Alors qu’elles avaient plutôt bien résisté à la crise sanitaire, les économies des pays d’Europe de l’Est ont connu en 2023 une hausse spectaculaire des défaillances d’entreprises, selon une récente étude de Coface. En cause : les répercussions macroéconomiques de la guerre en Ukraine, mais aussi des défis internes qu’elles peinent à relever.
L’an dernier, sur 12 pays passés en revue, seuls trois (la Bulgarie, la Croatie et la Lettonie) ont enregistré une diminution du nombre des défaillances.

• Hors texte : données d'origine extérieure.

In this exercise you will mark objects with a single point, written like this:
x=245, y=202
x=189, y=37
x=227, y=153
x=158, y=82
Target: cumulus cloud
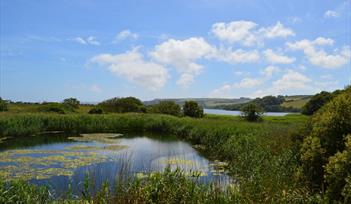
x=225, y=90
x=331, y=14
x=95, y=88
x=270, y=70
x=278, y=30
x=236, y=56
x=247, y=33
x=91, y=40
x=318, y=56
x=125, y=34
x=291, y=80
x=275, y=58
x=236, y=31
x=132, y=66
x=182, y=55
x=247, y=83
x=222, y=92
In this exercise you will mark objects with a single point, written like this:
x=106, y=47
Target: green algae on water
x=108, y=138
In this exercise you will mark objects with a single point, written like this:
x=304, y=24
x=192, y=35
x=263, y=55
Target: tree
x=192, y=109
x=251, y=112
x=123, y=105
x=316, y=102
x=3, y=105
x=52, y=107
x=325, y=157
x=167, y=107
x=96, y=110
x=71, y=103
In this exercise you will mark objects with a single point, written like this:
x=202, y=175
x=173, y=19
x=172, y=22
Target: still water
x=58, y=160
x=226, y=112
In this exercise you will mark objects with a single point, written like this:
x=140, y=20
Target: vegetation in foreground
x=271, y=162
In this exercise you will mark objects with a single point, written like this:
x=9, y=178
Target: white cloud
x=294, y=19
x=278, y=30
x=318, y=57
x=80, y=40
x=275, y=58
x=95, y=88
x=247, y=83
x=331, y=14
x=182, y=54
x=236, y=31
x=91, y=40
x=222, y=92
x=125, y=34
x=226, y=90
x=291, y=80
x=247, y=33
x=237, y=56
x=134, y=68
x=270, y=70
x=185, y=79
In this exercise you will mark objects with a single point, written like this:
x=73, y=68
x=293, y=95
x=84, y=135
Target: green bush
x=251, y=112
x=337, y=171
x=96, y=110
x=192, y=109
x=123, y=105
x=71, y=103
x=316, y=102
x=52, y=107
x=326, y=143
x=3, y=105
x=166, y=107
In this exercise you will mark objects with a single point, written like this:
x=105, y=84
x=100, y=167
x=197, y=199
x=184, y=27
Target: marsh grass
x=259, y=155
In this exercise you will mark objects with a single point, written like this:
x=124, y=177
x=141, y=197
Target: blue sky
x=94, y=50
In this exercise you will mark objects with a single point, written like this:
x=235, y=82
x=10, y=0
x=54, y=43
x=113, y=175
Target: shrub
x=71, y=103
x=251, y=112
x=52, y=107
x=123, y=105
x=96, y=110
x=325, y=142
x=192, y=109
x=337, y=171
x=3, y=105
x=316, y=102
x=167, y=107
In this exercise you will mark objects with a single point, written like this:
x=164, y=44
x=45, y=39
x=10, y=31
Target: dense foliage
x=53, y=108
x=166, y=107
x=316, y=102
x=96, y=110
x=325, y=156
x=251, y=112
x=268, y=104
x=122, y=105
x=192, y=109
x=3, y=105
x=71, y=103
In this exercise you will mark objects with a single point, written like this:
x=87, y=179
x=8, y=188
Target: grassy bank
x=260, y=155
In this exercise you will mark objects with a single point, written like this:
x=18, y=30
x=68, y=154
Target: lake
x=58, y=160
x=227, y=112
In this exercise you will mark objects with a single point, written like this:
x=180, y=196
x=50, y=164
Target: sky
x=94, y=50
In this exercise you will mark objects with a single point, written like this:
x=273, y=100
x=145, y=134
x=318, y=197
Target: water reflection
x=60, y=160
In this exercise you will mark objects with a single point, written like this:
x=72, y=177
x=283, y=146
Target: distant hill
x=274, y=103
x=292, y=103
x=204, y=102
x=297, y=101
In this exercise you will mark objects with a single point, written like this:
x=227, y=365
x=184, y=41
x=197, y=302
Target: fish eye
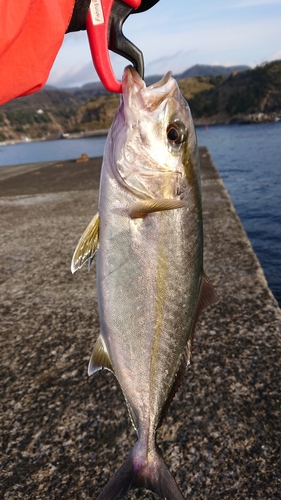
x=176, y=133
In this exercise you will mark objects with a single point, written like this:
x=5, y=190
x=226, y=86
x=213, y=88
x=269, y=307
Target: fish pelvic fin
x=207, y=294
x=140, y=209
x=99, y=358
x=142, y=471
x=87, y=245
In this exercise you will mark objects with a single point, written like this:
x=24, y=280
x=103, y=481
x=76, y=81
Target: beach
x=64, y=434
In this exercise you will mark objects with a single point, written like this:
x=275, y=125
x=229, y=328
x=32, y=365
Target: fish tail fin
x=138, y=472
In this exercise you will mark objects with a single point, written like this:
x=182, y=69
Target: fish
x=148, y=241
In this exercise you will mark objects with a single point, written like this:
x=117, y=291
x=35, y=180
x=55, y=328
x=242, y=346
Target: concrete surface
x=64, y=435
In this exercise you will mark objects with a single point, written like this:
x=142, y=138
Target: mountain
x=207, y=70
x=247, y=95
x=252, y=95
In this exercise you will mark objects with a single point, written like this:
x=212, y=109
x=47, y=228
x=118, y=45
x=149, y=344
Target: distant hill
x=207, y=70
x=252, y=95
x=227, y=95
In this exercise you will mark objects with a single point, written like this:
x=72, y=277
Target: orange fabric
x=31, y=33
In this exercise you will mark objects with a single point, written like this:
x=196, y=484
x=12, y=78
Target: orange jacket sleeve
x=31, y=33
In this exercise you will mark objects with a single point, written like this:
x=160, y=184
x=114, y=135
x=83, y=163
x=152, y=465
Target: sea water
x=248, y=158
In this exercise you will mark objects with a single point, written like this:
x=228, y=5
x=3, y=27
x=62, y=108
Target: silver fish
x=148, y=239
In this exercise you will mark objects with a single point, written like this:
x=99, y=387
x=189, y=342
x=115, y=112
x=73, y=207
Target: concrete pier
x=63, y=434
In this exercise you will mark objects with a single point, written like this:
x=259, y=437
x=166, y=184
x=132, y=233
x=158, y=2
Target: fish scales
x=150, y=279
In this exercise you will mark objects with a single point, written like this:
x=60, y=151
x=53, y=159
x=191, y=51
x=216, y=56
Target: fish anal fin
x=87, y=245
x=141, y=471
x=185, y=361
x=99, y=358
x=140, y=209
x=207, y=296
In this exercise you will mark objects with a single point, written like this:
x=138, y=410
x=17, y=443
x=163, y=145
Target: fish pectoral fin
x=100, y=358
x=87, y=245
x=140, y=209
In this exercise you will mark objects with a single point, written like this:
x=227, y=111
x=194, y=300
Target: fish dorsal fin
x=140, y=209
x=87, y=245
x=100, y=358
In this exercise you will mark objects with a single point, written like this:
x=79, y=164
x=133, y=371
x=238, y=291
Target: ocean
x=248, y=158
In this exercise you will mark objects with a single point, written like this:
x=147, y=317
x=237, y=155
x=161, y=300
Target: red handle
x=97, y=29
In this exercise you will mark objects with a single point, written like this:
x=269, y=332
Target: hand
x=81, y=7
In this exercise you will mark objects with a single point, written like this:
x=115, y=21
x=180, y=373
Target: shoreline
x=64, y=435
x=254, y=119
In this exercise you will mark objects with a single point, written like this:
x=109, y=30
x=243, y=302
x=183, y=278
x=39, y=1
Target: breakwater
x=64, y=435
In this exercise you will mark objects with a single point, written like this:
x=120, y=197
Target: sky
x=176, y=34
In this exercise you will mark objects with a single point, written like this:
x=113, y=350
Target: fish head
x=153, y=139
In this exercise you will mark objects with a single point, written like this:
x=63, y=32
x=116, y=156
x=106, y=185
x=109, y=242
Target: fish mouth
x=136, y=94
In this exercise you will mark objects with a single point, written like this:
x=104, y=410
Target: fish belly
x=148, y=278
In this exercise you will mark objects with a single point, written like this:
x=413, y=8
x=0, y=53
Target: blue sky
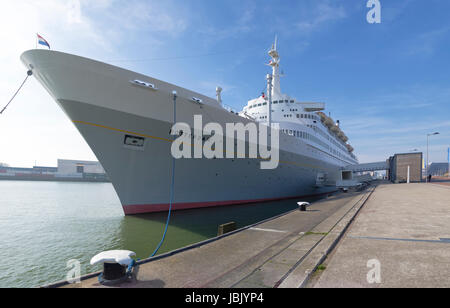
x=388, y=83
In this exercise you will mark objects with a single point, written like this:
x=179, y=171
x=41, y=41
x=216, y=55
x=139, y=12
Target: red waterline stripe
x=154, y=208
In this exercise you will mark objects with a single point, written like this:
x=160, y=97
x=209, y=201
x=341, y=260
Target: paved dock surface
x=266, y=255
x=405, y=231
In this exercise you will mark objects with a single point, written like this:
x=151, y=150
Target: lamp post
x=428, y=137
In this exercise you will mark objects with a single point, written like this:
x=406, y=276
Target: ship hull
x=106, y=108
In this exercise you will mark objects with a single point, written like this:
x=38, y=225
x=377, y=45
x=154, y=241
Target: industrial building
x=405, y=168
x=438, y=169
x=67, y=170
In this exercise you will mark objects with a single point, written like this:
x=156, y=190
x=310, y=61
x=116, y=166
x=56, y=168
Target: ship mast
x=275, y=63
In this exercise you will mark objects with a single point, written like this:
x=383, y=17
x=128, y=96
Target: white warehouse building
x=79, y=167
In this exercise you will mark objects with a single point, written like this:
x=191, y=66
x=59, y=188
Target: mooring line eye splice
x=174, y=93
x=29, y=73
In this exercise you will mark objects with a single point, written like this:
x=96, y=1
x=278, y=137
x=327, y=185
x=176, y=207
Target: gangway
x=378, y=166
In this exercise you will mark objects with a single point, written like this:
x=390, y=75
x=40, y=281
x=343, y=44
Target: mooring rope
x=29, y=73
x=172, y=183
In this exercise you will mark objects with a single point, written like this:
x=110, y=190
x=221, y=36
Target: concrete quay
x=266, y=255
x=403, y=232
x=389, y=235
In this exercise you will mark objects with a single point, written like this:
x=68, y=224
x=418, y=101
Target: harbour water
x=43, y=225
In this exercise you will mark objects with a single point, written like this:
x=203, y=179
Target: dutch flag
x=42, y=41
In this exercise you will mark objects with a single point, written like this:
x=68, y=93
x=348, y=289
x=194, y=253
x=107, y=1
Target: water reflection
x=142, y=233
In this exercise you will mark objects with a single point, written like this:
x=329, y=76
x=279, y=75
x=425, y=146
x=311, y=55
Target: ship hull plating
x=106, y=108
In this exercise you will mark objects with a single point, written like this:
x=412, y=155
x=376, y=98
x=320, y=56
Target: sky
x=387, y=83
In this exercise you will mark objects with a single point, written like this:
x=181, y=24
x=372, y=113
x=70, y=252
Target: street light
x=428, y=136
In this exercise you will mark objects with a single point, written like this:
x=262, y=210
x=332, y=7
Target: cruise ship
x=126, y=118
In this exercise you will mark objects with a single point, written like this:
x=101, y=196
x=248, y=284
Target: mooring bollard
x=226, y=228
x=115, y=264
x=303, y=205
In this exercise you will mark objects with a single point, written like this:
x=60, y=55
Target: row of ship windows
x=316, y=140
x=274, y=102
x=323, y=134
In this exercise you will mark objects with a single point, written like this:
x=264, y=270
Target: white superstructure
x=126, y=118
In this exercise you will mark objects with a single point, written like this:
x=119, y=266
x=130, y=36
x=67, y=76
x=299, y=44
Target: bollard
x=226, y=228
x=302, y=206
x=115, y=264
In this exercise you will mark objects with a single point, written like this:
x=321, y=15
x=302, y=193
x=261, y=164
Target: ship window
x=134, y=141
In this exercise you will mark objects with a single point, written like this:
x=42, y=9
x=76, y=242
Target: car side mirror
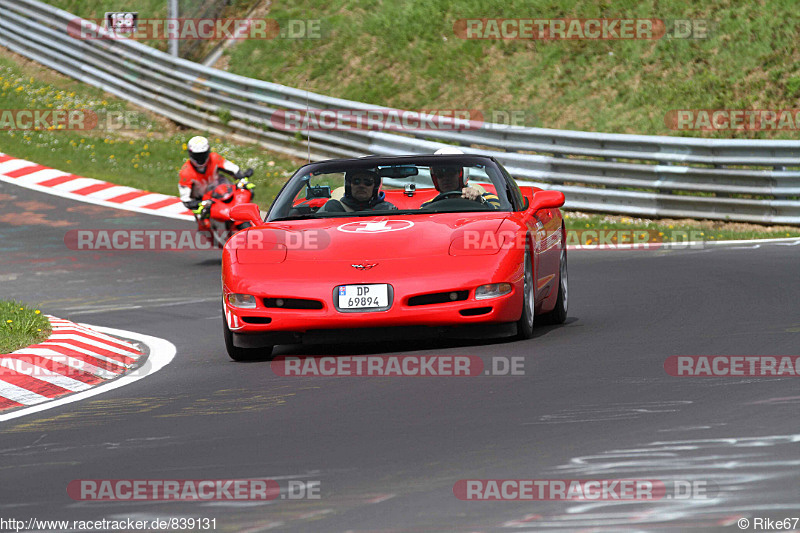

La hausse est générale pour les neuf autres (la République tchèque, l’Estonie, la Hongrie, la Lituanie, la Pologne, la Serbie, la Slovaquie, la Slovénie et la Roumanie).
Les procédures d’insolvabilité ont progressé de 38,9 % entre 2022 et 2023, marquant une nouvelle année d’augmentation à deux chiffres. « Cette hausse a été alimentée par une combinaison de facteurs internes et externes qui ont amplifié les défis auxquels sont confrontées les entreprises de la région, en particulier les tensions géopolitiques et les pressions inflationnistes », explique Grzegorz Sielewicz, responsable de la recherche économique de Coface pour l’Europe centrale et de l’Est.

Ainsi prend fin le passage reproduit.